ゆめのあとさき




 兵部京介が脱走した、と聞いた時、不二子は不思議と落胆を覚えなかった。
 むしろ、どうして今までそれをしなかったのか、という疑問の方を大きく感じた。


 脱走不可能であるはずのESP対策も、兵部にはまったくの無効であったことを、早い段階で不二子は気がついていた。思い出したように時折、彼がふと不二子の前に現れるからである。

 
 彼はいつも不二子が眠りにつく直前に、前触れもなくふっと姿を見せた。
「やあ、久しぶり、不二子さん」
 暗くなった部屋に、からかうような笑みを含んだ声が響く。
 不二子がハッとして飛び起きると、暗闇にぼんやりと人影が浮かんでいた。
 声で兵部京介であるとすぐに知れた。それでなくとも、不二子の寝室に無断で出入り出来るのは彼しかいない。

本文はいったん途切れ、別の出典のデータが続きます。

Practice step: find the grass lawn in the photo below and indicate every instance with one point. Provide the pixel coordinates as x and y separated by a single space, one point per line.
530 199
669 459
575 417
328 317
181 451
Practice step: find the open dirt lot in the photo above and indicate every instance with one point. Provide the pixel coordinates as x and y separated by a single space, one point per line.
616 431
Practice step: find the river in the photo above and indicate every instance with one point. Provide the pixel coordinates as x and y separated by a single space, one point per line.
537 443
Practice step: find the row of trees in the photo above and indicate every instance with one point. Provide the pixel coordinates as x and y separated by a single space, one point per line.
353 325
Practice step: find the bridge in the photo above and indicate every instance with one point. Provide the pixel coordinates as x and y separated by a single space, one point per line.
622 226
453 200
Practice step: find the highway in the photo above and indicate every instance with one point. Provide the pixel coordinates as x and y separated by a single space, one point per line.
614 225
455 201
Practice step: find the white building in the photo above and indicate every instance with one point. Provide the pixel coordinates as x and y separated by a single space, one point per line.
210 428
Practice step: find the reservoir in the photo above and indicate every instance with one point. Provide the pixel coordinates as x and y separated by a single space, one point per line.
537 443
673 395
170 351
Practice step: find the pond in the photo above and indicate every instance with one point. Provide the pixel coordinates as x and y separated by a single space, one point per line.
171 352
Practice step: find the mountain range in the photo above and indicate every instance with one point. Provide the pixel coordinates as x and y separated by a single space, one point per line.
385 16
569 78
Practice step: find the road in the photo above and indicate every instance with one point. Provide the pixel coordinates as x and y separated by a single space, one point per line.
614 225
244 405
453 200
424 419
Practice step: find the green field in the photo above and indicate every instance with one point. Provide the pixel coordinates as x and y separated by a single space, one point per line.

何度目かの訪れから、不二子はもう驚かなくなっていた。
「あなたねぇ、こんな夜更けにレディーの寝室に無断で入り込むなんて、何を考えているのかしら」
 冗談ぽく言いながら、不二子は冷静に枕の下に手を入れた。そこにあった銃を握りつつ、立ち上がって部屋の電気のスイッチを入れる。
 電球がパッと明るくなると同時に、不二子は兵部に向かって銃を構えた――――つもりだったが、それよりも早く、銃は不二子の手を離れ兵部の手の内へと移動していた。兵部のサイコキネスによって奪われたのである。

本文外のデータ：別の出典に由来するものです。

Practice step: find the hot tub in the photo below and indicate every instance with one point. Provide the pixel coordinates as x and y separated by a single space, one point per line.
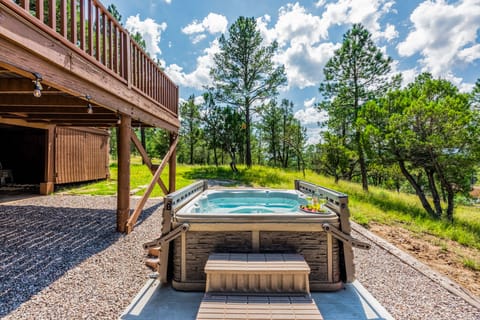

「こんなぶっそうなモン頭の下にして寝たら、夢見が悪いんじゃないかな」
 兵部はクスクスとおかしそうに笑っている。
 夢見が悪いのはあなたのせいだわ――――とは言わず、不二子はすとんとベッドに腰を下ろした。これ以上、不二子が一人で足掻いたところで、兵部を捕まえることはままならない。闇雲に攻撃するよりは、彼の隙を狙う方が懸命だろう。不二子は、力ずくに出るつもりはないのだというスタンスを見せながら、一瞬の気も抜かずに兵部から目を離さなかった。
「何の用かしら」
「用がないと来ちゃだめ?」
 素知らぬ態度で言ってのけた兵部に、不二子は苦虫を噛み潰したような顔になる。
「だめね。あなたのような犯罪者にうろつかれたくないのよ」
「じゃあ、たまには不二子さんが僕のところへ来てよ。時々は顔を見ないと寂しいじゃない」
 兵部は口元に皮肉っぽい笑みを浮かべて言った。
 その口ぶりはどこまで本気かわからない。
 彼はもう昔とは違う。不二子さん不二子さんと無邪気に後を追い回していた小さい子供ではないし、果敢に仲間を守ろうとした無垢で正義感の強い少年でもない。

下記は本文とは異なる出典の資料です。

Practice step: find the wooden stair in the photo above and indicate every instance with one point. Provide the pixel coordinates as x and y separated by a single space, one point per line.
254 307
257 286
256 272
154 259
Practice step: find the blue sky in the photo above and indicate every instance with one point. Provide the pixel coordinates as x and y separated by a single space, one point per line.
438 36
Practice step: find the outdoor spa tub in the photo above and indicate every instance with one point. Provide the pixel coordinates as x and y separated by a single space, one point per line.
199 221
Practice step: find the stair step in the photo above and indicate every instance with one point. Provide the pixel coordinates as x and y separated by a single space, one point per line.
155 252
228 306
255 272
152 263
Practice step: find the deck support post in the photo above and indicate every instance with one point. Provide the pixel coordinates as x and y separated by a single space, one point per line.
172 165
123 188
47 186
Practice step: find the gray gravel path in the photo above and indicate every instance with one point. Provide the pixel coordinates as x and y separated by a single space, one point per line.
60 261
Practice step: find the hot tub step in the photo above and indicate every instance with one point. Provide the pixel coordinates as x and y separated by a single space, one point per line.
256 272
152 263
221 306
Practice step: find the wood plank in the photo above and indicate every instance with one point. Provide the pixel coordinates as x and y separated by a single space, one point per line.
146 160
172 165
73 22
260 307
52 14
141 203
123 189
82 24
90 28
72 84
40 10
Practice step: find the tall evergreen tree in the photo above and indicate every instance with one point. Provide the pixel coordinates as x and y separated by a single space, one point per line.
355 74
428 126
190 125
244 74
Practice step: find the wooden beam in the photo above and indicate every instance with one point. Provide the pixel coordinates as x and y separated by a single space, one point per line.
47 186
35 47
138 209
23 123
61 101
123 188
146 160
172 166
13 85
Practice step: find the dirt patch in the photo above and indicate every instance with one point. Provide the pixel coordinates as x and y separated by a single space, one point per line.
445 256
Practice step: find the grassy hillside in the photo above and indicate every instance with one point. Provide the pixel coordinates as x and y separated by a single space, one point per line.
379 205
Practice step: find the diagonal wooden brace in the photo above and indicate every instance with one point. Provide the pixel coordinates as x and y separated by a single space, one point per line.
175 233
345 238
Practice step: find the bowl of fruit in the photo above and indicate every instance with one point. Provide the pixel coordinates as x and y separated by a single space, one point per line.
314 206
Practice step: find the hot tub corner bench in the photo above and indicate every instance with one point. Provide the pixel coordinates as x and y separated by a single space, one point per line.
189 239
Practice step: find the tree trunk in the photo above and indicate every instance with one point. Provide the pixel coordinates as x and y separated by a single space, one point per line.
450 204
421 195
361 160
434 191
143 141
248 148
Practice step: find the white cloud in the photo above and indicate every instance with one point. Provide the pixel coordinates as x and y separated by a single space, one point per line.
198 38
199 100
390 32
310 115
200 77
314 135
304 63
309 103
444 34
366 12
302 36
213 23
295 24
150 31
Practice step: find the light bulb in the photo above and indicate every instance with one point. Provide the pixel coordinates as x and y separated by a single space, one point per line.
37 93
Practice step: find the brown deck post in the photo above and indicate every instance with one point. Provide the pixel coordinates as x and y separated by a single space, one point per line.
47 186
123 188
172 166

 史上最悪のエスパー犯罪者であり、世界に対する反乱者であり、不二子が最も憎むべき対象であるはずだった。
 それなのに不二子は、目の前にいる男にかつての面影を重ねては、己がひどく残忍なことをしている気分になるのだった。
「あなたの顔なんて見たくもないわ」
 声も姿も不二子の知っていた頃の少年のままであるくせに、まったく不二子の気持ちを裏切っていくのが許せなかった。
「あたくしの前から消えてちょうだい」
 不二子は怒鳴り散らしたい衝動を押し殺して、つとめて冷ややかに言った。
 兵部はまだにやにやと笑っている。
「ふん、僕だって、不二子さんなんか大嫌いだよ」
 そう言うと、兵部はくるりと背を向けた。パチン、と指を鳴らす音がして、部屋の照明が落ちる。暗くなった部屋に、彼の声がこだました。
「またね、不二子さん――――」
 不二子の頭に銃が落ちて来た。てっぺんに、ゴンっと命中する。
「痛っ……!」
 頭をさすりながら、不二子は銃を手にした。
 兵部に対する気持ちは、憎悪とも愛情とも知れぬ複雑なもので、自分の心がまるでわからなかった。考え続けるとショートを起こしそうで、不二子はさっさと布団をかぶって寝ることに決めた。




2008/8/23
この二人の複雑怪奇な機微を書くには、私はまったくの力不足であります。無念。